On the subject of fantasy lit, you'll see that I've dedicated today's blog to witch killer extreme, Dorothy Gale. I've been wondering 'what it's all about' and where I stand with the heroines of literature. We've Alice, and Alice in Wonderland is great, but she's passing through, caught up in events out fo her control and applying child's logic to an illogical world (which could just as well be how a child views the 'normal' adult world, full of hypocrisy and people swearing black is white until they decide white is black) and I wonder is she truly a children's hero, or an adult's hero, who happens to be a child. I know I find the book more interesting reading it as an adult than I ever did as a kid.

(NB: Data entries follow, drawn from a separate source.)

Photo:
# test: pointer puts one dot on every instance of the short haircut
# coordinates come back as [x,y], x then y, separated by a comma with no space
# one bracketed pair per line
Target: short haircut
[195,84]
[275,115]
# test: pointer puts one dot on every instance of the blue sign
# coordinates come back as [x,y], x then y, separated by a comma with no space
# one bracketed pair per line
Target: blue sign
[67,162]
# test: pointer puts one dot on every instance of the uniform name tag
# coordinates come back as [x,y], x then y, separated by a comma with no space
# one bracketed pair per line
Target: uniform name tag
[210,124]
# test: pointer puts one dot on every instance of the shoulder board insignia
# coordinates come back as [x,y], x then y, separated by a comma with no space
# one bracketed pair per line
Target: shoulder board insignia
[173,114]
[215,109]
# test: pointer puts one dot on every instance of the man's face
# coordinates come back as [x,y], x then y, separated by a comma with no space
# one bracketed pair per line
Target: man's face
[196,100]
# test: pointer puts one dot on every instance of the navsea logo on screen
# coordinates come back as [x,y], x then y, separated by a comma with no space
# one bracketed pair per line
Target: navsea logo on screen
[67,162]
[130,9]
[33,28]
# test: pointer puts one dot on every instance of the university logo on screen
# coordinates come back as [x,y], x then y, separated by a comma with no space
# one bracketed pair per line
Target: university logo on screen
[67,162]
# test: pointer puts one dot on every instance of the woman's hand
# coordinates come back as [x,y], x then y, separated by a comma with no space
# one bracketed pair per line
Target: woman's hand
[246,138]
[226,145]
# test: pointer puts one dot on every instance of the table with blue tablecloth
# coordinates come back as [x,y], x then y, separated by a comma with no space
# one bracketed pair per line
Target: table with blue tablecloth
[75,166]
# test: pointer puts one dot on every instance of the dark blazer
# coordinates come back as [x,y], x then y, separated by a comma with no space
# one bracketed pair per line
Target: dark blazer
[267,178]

Not so with Dorothy. Okay, I did begin with the Wizard of Oz the movie (still one of the greatest films ever made and the ultimate quest adventure, yes, and that includes LOTR) but very early on, when I was 8-ish, I got a copy of the book. Now my daughters have that very same copy. Dorothy is a great hero. She bags both wicked witches and does it with style. She has her allies, and they are icons of the psyche themselves. How brilliant the Tin Man is, and the issue with emotion. There would be no Terminator if it hadn't been for him. I could go on, and may come back to this at some point. But Billi SanGreal owes a huge debt to Dorothy, and it's more than I originally suspected.
On other news, the Crystal Palace Book festival was a huge success! The Bookseller Crow was packed, and I think the audience had a great range of storytellers and workshops to keep them busy all day. Met a guy called Alexander Gordon Smith and checked out his series, Furnace, whcih is about a prison in the underworld. It's one of those concepts you wish you'd thought up first.
Many thanks to Alex and Jonathan for getting it all going and succeeding they way it did. Book me for next year.
The Bookseller Crow is a fantastic independent bookshop. We need more of these where the guy or gal behind the counter does it because they LOVE books and they handsell. It sound so inefficient and old fashioned but that's how we want our books sold. There's nothing better than someone recommending something new and strange and then just falling in love with it. I remember when my mate Nilesh told me about Northern Lights. That book set me off on this career. Thanks Nilesh!